Halfway through already!

Halfway through already!

While most of our time during the day is spent in the Lower Ninth Ward serving at the clinical sites and rebuilding Mrs. H’s home, we’re staying at an old historic bed and breakfast in a beautiful area of New Orleans called the Garden District.  It’s located more uptown on higher ground than the Lower Ninth so the aesthetic effects of Katrina aren’t as visible up here.  I’ve really enjoyed going running in the mornings, or yesterday in the afternoon, winding up and down the streets lined with beautiful historic homes with big front porches, iron-clad balconies and dim lighting from gas lanterns.  Sight-seeing via foot has certainly been a highlight of my time here so far.
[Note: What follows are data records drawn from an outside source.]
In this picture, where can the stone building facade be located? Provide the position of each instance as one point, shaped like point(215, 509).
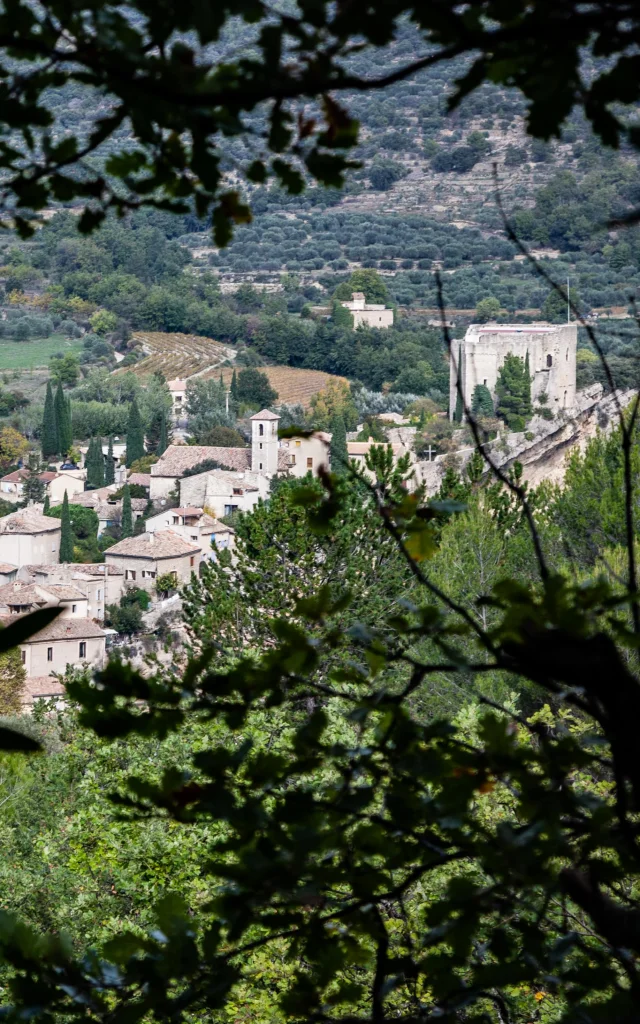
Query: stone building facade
point(368, 313)
point(551, 349)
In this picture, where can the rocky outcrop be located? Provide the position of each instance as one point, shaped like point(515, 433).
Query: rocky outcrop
point(543, 456)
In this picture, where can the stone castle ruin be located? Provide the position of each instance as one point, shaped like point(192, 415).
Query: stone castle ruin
point(551, 349)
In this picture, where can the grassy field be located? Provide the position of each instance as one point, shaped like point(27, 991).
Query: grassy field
point(28, 354)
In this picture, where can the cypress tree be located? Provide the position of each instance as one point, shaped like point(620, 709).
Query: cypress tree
point(62, 420)
point(163, 442)
point(49, 426)
point(67, 538)
point(110, 468)
point(127, 517)
point(135, 435)
point(339, 452)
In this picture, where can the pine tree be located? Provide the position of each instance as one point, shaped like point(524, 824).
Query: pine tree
point(163, 442)
point(135, 435)
point(481, 402)
point(49, 427)
point(94, 464)
point(62, 421)
point(110, 468)
point(127, 517)
point(513, 390)
point(339, 452)
point(67, 537)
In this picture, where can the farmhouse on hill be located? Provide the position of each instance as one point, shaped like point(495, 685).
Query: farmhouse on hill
point(368, 313)
point(551, 348)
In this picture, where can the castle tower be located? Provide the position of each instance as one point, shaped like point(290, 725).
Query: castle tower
point(264, 442)
point(551, 350)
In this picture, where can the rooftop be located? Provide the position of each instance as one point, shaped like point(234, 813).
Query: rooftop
point(265, 415)
point(67, 629)
point(178, 458)
point(142, 479)
point(29, 521)
point(164, 544)
point(40, 687)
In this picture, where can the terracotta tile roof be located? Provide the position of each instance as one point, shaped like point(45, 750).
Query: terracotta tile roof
point(40, 687)
point(86, 568)
point(29, 521)
point(217, 527)
point(178, 458)
point(164, 544)
point(266, 414)
point(67, 629)
point(16, 476)
point(361, 448)
point(19, 592)
point(66, 593)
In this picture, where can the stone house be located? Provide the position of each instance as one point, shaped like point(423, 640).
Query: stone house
point(12, 485)
point(195, 525)
point(220, 493)
point(368, 313)
point(27, 538)
point(551, 349)
point(177, 389)
point(71, 481)
point(99, 584)
point(20, 597)
point(306, 455)
point(145, 557)
point(64, 642)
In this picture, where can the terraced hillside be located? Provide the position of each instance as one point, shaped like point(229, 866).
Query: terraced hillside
point(294, 386)
point(178, 355)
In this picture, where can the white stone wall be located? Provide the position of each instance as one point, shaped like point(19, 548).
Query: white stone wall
point(64, 652)
point(143, 571)
point(552, 360)
point(304, 449)
point(28, 549)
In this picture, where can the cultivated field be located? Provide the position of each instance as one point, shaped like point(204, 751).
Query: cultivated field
point(178, 355)
point(30, 354)
point(294, 386)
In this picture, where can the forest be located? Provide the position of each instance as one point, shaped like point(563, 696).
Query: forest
point(387, 768)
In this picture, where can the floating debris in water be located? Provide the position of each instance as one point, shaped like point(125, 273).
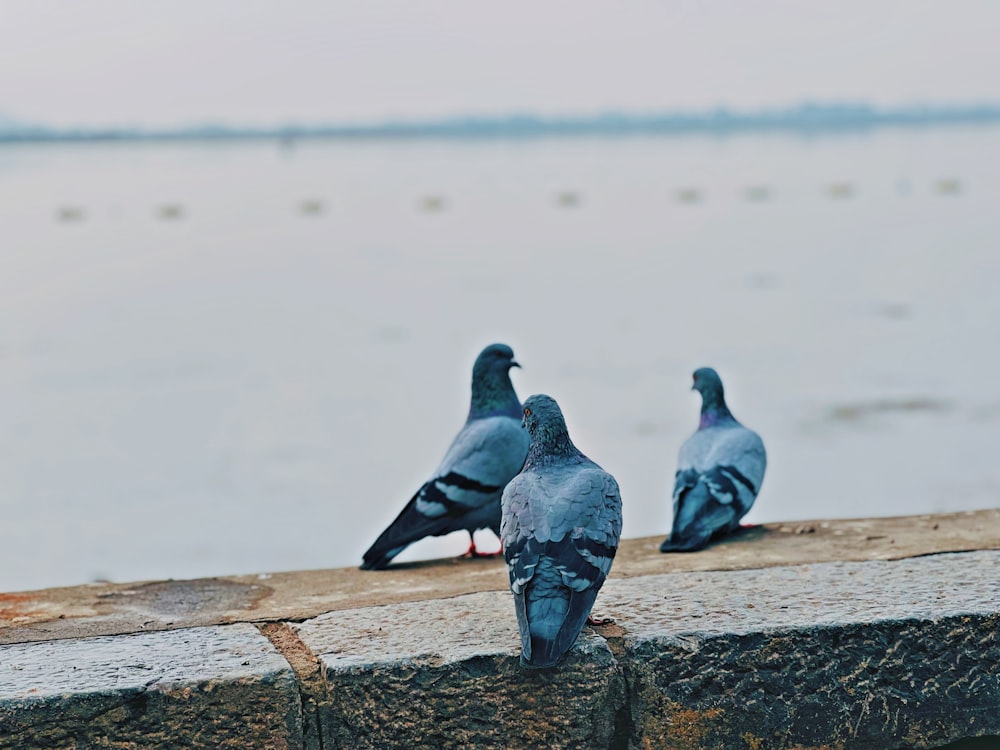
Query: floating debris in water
point(391, 334)
point(171, 211)
point(432, 203)
point(762, 280)
point(311, 207)
point(949, 186)
point(860, 410)
point(568, 199)
point(757, 193)
point(894, 310)
point(70, 213)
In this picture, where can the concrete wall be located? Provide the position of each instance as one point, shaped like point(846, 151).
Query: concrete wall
point(842, 654)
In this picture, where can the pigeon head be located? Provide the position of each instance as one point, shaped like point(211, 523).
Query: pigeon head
point(546, 427)
point(496, 358)
point(492, 392)
point(713, 401)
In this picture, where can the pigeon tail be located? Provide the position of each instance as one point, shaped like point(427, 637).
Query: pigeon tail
point(413, 524)
point(554, 615)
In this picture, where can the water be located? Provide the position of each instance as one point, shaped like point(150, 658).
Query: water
point(234, 358)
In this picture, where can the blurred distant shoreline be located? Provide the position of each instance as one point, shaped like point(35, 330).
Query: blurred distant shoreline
point(803, 119)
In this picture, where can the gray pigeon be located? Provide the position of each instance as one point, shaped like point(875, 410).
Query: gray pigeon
point(562, 518)
point(719, 472)
point(464, 492)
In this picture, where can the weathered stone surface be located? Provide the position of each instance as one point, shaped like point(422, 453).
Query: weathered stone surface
point(112, 608)
point(217, 687)
point(838, 655)
point(445, 674)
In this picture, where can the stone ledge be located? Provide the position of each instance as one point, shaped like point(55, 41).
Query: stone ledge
point(219, 687)
point(870, 653)
point(838, 655)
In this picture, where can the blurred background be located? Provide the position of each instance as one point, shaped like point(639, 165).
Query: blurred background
point(249, 251)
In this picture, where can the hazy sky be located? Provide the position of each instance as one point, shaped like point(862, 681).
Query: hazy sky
point(263, 61)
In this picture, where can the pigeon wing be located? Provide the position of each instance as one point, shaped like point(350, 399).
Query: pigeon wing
point(481, 460)
point(560, 537)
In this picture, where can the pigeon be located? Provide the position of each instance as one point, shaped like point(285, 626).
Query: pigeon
point(719, 472)
point(464, 492)
point(562, 518)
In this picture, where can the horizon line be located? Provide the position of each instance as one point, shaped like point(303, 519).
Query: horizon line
point(803, 117)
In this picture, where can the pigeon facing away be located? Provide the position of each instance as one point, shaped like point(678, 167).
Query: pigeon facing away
point(562, 518)
point(464, 492)
point(719, 472)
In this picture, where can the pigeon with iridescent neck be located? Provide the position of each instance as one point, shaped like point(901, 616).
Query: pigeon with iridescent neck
point(719, 472)
point(464, 492)
point(562, 518)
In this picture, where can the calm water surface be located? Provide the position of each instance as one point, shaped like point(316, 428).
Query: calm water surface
point(233, 358)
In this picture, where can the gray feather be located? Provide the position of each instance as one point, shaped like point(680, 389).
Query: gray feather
point(464, 491)
point(560, 529)
point(719, 472)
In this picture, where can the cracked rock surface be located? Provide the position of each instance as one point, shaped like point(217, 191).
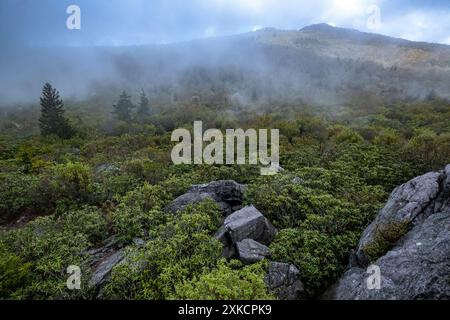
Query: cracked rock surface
point(418, 266)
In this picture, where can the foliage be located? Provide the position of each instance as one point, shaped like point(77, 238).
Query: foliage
point(228, 281)
point(385, 239)
point(13, 272)
point(178, 250)
point(52, 120)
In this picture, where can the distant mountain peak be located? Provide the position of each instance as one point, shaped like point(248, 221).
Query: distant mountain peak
point(319, 27)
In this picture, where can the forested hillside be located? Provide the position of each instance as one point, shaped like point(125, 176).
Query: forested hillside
point(87, 180)
point(60, 198)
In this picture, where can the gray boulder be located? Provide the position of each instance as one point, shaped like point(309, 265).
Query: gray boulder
point(228, 194)
point(247, 223)
point(418, 265)
point(102, 261)
point(249, 251)
point(417, 268)
point(284, 280)
point(411, 203)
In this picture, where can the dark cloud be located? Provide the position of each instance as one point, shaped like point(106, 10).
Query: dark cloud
point(125, 22)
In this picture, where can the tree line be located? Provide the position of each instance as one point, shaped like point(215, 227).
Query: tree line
point(52, 120)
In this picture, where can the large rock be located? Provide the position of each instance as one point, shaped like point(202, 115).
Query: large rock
point(284, 280)
point(247, 223)
point(418, 265)
point(249, 251)
point(417, 268)
point(227, 193)
point(103, 260)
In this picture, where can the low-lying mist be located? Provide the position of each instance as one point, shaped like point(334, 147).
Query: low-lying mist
point(254, 68)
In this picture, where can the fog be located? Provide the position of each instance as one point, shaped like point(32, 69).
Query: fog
point(252, 68)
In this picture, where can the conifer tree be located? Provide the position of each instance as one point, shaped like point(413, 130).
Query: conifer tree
point(122, 110)
point(52, 120)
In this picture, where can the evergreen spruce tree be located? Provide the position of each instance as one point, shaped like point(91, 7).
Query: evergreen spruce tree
point(122, 110)
point(52, 120)
point(144, 109)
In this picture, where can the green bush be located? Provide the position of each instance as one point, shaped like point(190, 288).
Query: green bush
point(228, 281)
point(14, 272)
point(73, 181)
point(177, 251)
point(384, 239)
point(320, 258)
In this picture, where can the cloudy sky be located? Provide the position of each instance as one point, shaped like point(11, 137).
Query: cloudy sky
point(130, 22)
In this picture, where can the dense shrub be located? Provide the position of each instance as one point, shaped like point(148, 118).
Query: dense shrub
point(228, 281)
point(385, 239)
point(13, 272)
point(178, 250)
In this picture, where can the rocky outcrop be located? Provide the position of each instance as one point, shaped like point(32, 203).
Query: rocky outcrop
point(249, 251)
point(228, 194)
point(411, 203)
point(103, 260)
point(247, 223)
point(284, 280)
point(418, 265)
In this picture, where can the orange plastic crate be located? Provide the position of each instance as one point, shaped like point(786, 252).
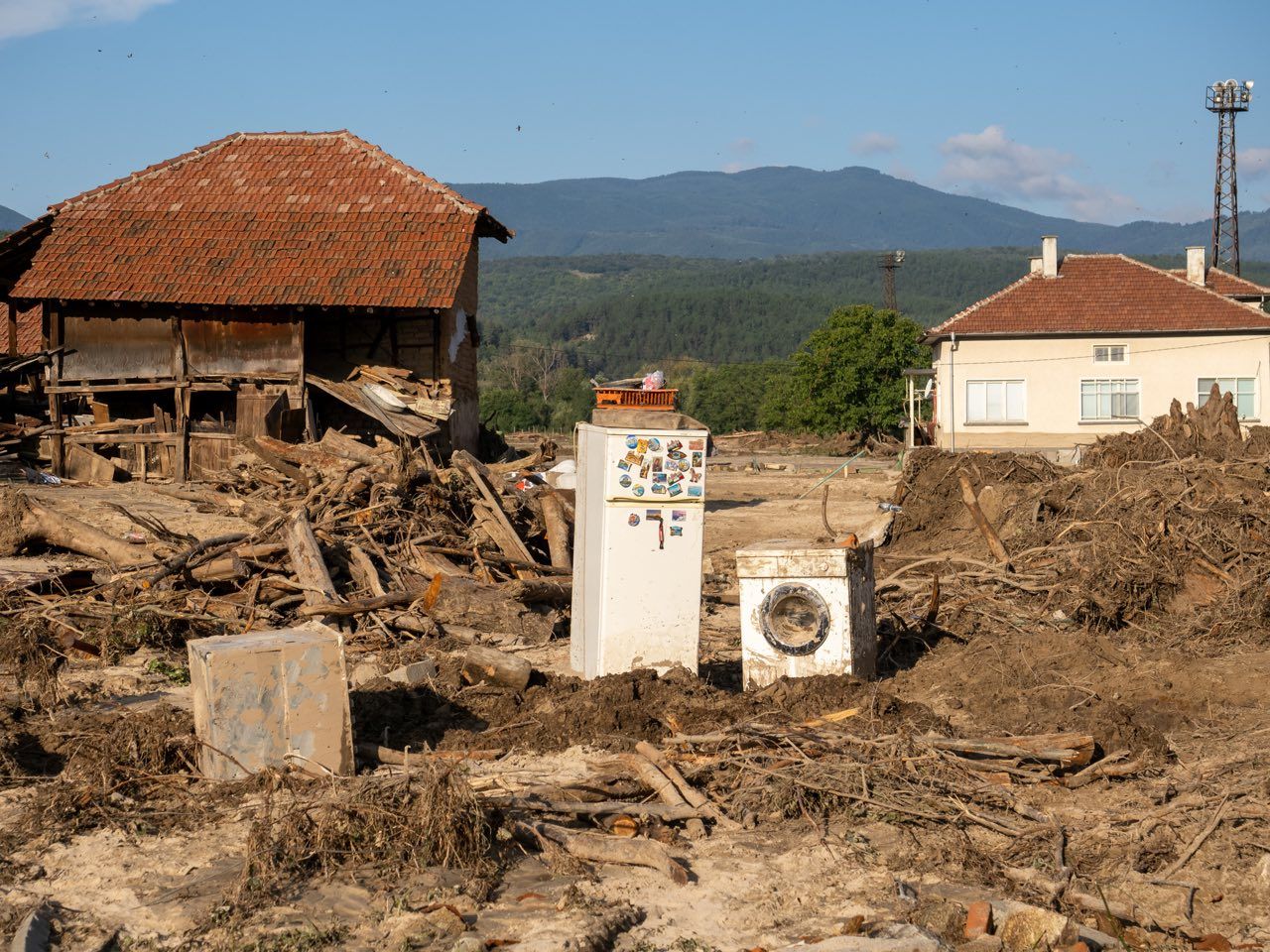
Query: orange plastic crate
point(643, 399)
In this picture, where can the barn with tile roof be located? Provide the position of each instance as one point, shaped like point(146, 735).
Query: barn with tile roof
point(231, 293)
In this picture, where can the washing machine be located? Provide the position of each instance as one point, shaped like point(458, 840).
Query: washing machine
point(806, 608)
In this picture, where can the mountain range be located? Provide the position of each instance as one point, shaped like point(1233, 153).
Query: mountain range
point(783, 211)
point(12, 220)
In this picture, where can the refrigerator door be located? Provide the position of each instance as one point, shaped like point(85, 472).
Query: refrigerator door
point(652, 589)
point(652, 467)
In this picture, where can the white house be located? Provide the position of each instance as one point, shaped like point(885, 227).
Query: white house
point(1096, 344)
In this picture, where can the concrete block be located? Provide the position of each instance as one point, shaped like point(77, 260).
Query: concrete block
point(270, 698)
point(414, 674)
point(978, 919)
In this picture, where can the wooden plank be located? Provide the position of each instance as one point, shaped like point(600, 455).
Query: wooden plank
point(307, 560)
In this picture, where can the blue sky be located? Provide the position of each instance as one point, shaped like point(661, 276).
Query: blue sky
point(1083, 109)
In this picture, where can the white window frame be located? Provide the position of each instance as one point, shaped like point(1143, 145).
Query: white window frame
point(965, 412)
point(1080, 399)
point(1109, 362)
point(1202, 395)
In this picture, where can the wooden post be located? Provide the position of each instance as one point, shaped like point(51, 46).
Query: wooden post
point(989, 535)
point(58, 439)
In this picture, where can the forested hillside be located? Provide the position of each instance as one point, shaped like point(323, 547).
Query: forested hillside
point(720, 329)
point(786, 209)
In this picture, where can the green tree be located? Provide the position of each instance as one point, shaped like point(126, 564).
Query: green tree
point(846, 376)
point(726, 399)
point(509, 411)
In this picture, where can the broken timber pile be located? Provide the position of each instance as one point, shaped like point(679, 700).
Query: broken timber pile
point(380, 540)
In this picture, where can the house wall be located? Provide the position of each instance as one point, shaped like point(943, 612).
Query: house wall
point(458, 357)
point(1166, 366)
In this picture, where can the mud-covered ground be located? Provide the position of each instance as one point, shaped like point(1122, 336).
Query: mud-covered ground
point(99, 814)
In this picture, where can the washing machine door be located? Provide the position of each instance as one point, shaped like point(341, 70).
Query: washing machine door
point(794, 619)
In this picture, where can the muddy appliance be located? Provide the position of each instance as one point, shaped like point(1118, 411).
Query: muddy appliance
point(806, 608)
point(636, 584)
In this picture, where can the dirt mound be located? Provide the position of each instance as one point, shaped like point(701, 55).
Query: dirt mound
point(611, 712)
point(1210, 431)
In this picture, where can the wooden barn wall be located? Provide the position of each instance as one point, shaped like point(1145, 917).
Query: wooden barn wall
point(118, 344)
point(253, 347)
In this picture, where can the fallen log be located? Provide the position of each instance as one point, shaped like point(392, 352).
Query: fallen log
point(989, 535)
point(608, 849)
point(23, 522)
point(488, 665)
point(558, 531)
point(1065, 749)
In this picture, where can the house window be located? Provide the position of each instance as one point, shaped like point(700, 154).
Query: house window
point(1242, 389)
point(996, 402)
point(1110, 399)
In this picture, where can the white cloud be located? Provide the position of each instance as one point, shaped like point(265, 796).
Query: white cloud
point(24, 18)
point(874, 143)
point(992, 166)
point(1254, 163)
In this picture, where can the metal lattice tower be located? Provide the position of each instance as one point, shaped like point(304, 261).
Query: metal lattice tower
point(1227, 99)
point(888, 263)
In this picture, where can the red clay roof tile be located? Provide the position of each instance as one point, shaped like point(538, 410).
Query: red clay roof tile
point(1102, 295)
point(244, 217)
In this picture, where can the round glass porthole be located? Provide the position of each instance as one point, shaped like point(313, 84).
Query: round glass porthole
point(794, 619)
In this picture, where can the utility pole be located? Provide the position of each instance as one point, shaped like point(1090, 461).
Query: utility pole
point(1227, 99)
point(888, 263)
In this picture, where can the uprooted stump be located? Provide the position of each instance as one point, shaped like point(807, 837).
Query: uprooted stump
point(430, 816)
point(24, 522)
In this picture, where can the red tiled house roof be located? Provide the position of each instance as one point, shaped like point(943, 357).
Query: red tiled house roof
point(1228, 285)
point(263, 218)
point(1102, 295)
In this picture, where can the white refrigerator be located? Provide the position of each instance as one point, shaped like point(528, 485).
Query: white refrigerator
point(636, 581)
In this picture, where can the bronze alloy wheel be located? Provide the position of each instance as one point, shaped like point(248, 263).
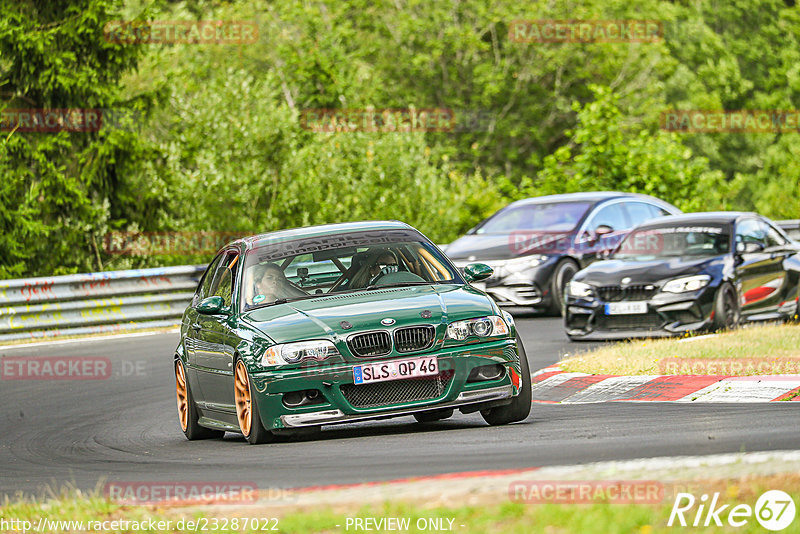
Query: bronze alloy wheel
point(242, 391)
point(182, 395)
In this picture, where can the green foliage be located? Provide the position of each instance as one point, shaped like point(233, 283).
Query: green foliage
point(605, 153)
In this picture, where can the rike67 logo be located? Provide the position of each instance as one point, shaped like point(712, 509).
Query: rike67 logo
point(774, 510)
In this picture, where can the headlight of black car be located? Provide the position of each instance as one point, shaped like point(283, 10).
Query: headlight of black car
point(489, 326)
point(579, 289)
point(686, 284)
point(286, 353)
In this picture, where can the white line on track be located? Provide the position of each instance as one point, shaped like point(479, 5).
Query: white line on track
point(86, 339)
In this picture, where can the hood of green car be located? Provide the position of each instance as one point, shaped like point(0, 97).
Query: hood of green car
point(323, 317)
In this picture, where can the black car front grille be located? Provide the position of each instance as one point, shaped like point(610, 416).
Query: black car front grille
point(617, 293)
point(630, 322)
point(396, 391)
point(370, 345)
point(413, 338)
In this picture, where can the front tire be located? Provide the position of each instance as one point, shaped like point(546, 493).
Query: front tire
point(247, 409)
point(563, 273)
point(187, 411)
point(726, 308)
point(520, 406)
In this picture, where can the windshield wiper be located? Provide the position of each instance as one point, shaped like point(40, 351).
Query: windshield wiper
point(398, 284)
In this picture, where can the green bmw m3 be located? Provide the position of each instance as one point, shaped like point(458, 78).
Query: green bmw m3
point(295, 329)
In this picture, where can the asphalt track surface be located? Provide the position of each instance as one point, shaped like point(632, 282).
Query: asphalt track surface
point(125, 429)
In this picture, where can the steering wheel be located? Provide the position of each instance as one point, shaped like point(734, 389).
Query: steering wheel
point(387, 269)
Wednesday, I was at the work site for my last day.  It was cloudy and damp in the morning, so the 10 of us worked inside, texturing and priming the tall ceilinged walls.  Although my neck got tired from straining to paint the ceiling and trim the upper edges of the walls, close quarters in the house with so many people working allowed for awesome conversation and a chance to talk more about individual experiences and perspectives on the concept of “disaster tourism” here in New Orleans.  The volunteer coordinator for the organization we’re working with coined that term, as post-Katrina has drawn in tourists to the Lower Ninth Ward in droves (in tour buses, literally!), making the lives of its residents somewhat of a fish bowl.  This is the last thing these folks deserve as they try to rebuild their lives almost 5 years after the storm.  One of the kind employees at the local Waffle House (where we’re taking bathroom breaks from the work site!) told us that she came back almost a year to the day after Katrina hit because “God knows you can’t leave home.”  It has been a very eye-opening and humbling experience to work in this once-thriving neighborhood.  I can’t wait to return someday to see its progress 🙂

Today, my teammate Allison and I will be volunteering in the Lower Ninth Ward Health Clinic, a non-profit clinic for residents of the parish.  I’m really looking forward to seeing the healthcare side of the spectrum down here while also putting some clinical skills to use!  I’m not going to lie, I’m also super glad I’m not putting on my dirty work clothes again as we’re wearing our uniforms and accessorizing with our stethoscopes and blood pressure cuffs.  I’m pretty sure my mud-, paint- and plaster-stained work jeans have bit the dust and will be in a trash bin by the end of the trip.

This evening, 6 of us will be returning to Touro to shadow in the emergency department!  The group of us that went last night said it was an incredible experience, with lots of hand-on work and opportunities to see unique cases only found in the inner city.  I’m very much looking forward to it as well as our post-Touro social event for the evening – the Rock and Bowl!  Countless times this week, locals have mentioned that the Rock and Bowl is something to be experienced, with great live music and dancing (and supposedly bowling – although it doesn’t seemed to be emphasized as much).  I’m a huge fan of both of those activities, so regardless of our post-Touro scrub/uniform attire, I anticipate being flung around the dance floor to the tune of Zydeco music (washboards, accordions, guitars, you name it!) until the party ends!

We are taking pictures as we go but I sadly forgot the adaptor equipment needed to transfer the photos from my camera to my computer.  Pictures will come as soon as we return to Baltimore though….be on the lookout!